Laura Marling relishes her newfound freedom

    1 of 1 2 of 1

      As beautiful as Laura Marling’s fourth and latest album, Once I Was an Eagle, often is, there’s also a dark undercurrent to many of the songs. Take “I Was an Eagle”, where over retro-jangle acoustic guitars and raga-scented percussion, the English singer delivers lines like “I will not be a victim of romance” and “I’ve damn near got no dignity left.” On the delicate postfolk number “Undine”, Marling intersperses fleet-fingered guitar work with “You cannot love me,” while “Breathe” is all creaking cellos and observations such as “You came here to tell me something that I already know.”

      What makes all of this fascinating is that, shortly after recording Once I Was an Eagle, Marling jettisoned most of her belongings in London and moved to a strange land far away, namely Los Angeles.

      The temptation, therefore, is to see Once I Was an Eagle as a stormy goodbye not only to the country she was born and raised in, but to something more personal.

      Reached at a coffee shop in L.A.’s famously bohemian Silver Lake district, Marling suggests that’s not entirely accurate.

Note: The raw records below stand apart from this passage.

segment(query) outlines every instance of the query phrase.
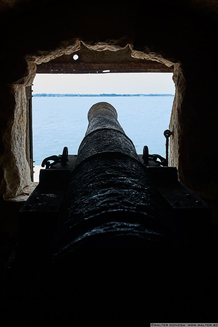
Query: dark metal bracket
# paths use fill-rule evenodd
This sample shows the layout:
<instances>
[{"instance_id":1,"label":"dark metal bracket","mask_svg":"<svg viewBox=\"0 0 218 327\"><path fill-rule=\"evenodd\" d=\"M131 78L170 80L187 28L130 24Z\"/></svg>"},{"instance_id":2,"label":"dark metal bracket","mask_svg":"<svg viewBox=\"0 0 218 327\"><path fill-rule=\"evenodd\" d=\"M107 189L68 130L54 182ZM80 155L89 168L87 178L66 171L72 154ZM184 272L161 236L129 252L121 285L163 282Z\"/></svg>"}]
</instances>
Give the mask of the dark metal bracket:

      “I don’t know if that’s true, but in some strange way I have the least perspective on it because I’m on the inside,” she says in a charmingly polite English accent. “I do know that whenever I met someone who was constantly moving from city to city, I always thought they were running from something.”

      Marling does allow that she was ready for some major alone time—that, of course, not being a problem when you haul up stakes and move halfway across the world by yourself.

      “It was really nice to be somewhere where I didn’t know anybody—I needed a bit of a challenge,” she confesses. “I think, because of my nature, I’d become relatively complacent in London. I like where I am now, not being attached to anything. I think that if you talk to any 23-year-old, they’ll tell you the same thing—they want to be free to explore themselves a little bit.”

      Ironically, Marling doesn’t seem complacent or anything less than free on Once I Was an Eagle. The Mercury Prize–nominated record is a challenging departure from her more folk-oriented earlier work, the exotic opener “Take the Night Off” setting the stage with Turkish-sounding hurdy-gurdy. The singer spends the first half of the record trafficking in brooding big-screen postfolk, and then goes on a mission to find some sort of sombre inner peace following the quiet mid-album instrumental “Interlude”.

      Marling’s first two records, Alas, I Cannot Swim (2008) and I Speak Because I Can (2010), instantly elevated her to minor celebrity status in her native England, both releases also garnering her Mercury Prize nominations. A 2011 Brit Award for best female solo artist didn’t hurt her profile either.

      As laudable as those accomplishments are, they’re not the only reason Marling ended up in the public eye in the U.K. The unapologetically private singer has been romantically involved with two neo-folk heavyweights in England, namely Noah and the Whale singer-guitarist Charlie Fink and Marcus Mumford of the stadium-packing Mumford & Sons.

      More than one writer has speculated that Marling’s move to California might have had something to do with a new love interest, this sparked by such lines as “Hey there/New friend across the sea/If you figure things out/Will you figure in me?”, from Once I Was an Eagle’s “When Were You Happy? (And How Long Has That Been)”.

      The singer skillfully steers that question aside, however, suggesting it’s only her new hometown she’s in love with, to the point where walking around Silver Lake has become a daily obsession.

      Surely, though, based on what Once I Was an Eagle hints at, there must be more to the story? Evidently not.

      “I think people would be wildly disappointed,” Marling says with a laugh, “if they knew the realities of my day-to-day life.”